Extract file list from SWAC collection index
Submitted by Christoph on 27 November, 2008 - 10:25
The Shtooka Project offers audio material for learning languages with their swac-collections. The data is provided under a free licences and can be downloaded from the site. Data sets come with a xml index, for which I created a simple Python extractor:
>>> import xml.sax
>>> import bz2
>>>
>>> class SwacXMLIndexHandler(xml.sax.ContentHandler):
... """Extracts a list of pronunciation and file name pairs."""

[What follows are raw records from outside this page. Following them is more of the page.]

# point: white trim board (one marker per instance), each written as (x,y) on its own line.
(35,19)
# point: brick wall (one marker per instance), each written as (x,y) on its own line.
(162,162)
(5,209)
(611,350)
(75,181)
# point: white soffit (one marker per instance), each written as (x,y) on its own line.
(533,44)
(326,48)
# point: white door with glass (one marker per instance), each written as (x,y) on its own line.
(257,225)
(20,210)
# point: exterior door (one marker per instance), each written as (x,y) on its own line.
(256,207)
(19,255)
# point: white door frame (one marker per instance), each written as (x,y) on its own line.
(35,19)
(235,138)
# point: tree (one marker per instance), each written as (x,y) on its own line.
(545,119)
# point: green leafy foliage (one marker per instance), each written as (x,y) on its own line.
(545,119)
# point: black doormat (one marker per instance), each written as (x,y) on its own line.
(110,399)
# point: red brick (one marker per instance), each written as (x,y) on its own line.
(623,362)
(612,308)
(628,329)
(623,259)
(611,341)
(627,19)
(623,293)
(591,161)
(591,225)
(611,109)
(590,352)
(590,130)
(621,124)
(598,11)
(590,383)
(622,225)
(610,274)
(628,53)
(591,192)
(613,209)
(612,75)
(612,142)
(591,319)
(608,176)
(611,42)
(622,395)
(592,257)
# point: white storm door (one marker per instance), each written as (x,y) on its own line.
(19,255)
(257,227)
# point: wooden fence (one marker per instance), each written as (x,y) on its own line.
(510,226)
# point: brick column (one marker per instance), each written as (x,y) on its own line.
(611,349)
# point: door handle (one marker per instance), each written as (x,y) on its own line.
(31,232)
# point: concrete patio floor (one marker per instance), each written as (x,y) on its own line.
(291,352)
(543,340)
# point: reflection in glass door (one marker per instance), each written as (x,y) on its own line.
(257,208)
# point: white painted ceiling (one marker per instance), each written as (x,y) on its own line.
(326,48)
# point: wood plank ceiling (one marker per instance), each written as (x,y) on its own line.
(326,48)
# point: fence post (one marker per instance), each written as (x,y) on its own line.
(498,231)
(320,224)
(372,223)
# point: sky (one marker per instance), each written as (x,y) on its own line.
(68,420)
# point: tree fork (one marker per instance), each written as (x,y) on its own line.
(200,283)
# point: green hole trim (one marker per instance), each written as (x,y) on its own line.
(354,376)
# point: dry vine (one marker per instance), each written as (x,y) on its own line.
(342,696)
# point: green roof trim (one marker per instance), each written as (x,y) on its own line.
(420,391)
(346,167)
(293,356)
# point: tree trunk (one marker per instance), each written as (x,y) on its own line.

... def __init__(self, fileList):
... self.fileList = fileList
... def startDocument(self):
... self.currentFilePath = None
... def startElement(self, name, attrs):
... if name == 'file':
... self.currentFilePath = None
... for key, value in attrs.items():
... if key == 'path':
... self.currentFilePath = value
... elif name == 'tag':
... if self.currentFilePath:
... pronunciation = None
... for key, value in attrs.items():
... if key == 'swac_pron_phon':
... pronunciation = value
... if pronunciation:
... self.fileList.append(
... (pronunciation, self.currentFilePath))
...
>>>
>>> xmlFile = bz2.BZ2File('index.xml.bz2')
>>> fileList = []
>>> indexHandler = SwacXMLIndexHandler(fileList)
>>>
>>> saxparser = xml.sax.make_parser()
>>> saxparser.setContentHandler(indexHandler)
>>> # don't check DTD as this raises an exception
... saxparser.setFeature(xml.sax.handler.feature_external_ges, False)
>>> saxparser.parse(xmlFile)
>>>
>>> print len(fileList)
1000
Here I loaded the index of the "Free audio base of Chinese words". I used "swac_pron_phon" as a key, which is not destinct for the Chinese collection, it can be changed to "swac_text" alternatively.
It is important to not load the given DTD as I received an error during the parsing:
Traceback (most recent call last):
File "", line 2, in
File "/usr/lib/python2.5/site-packages/_xmlplus/sax/expatreader.py", line 109, in parse
xmlreader.IncrementalParser.parse(self, source)
File "/usr/lib/python2.5/site-packages/_xmlplus/sax/xmlreader.py", line 123, in parse
self.feed(buffer)
File "/usr/lib/python2.5/site-packages/_xmlplus/sax/expatreader.py", line 220, in feed
self._err_handler.fatalError(exc)
File "/usr/lib/python2.5/site-packages/_xmlplus/sax/handler.py", line 38, in fatalError
raise exception
xml.sax._exceptions.SAXParseException: http://shtooka.net/project/swac/index.dtd:1:0:
error in processing external entity reference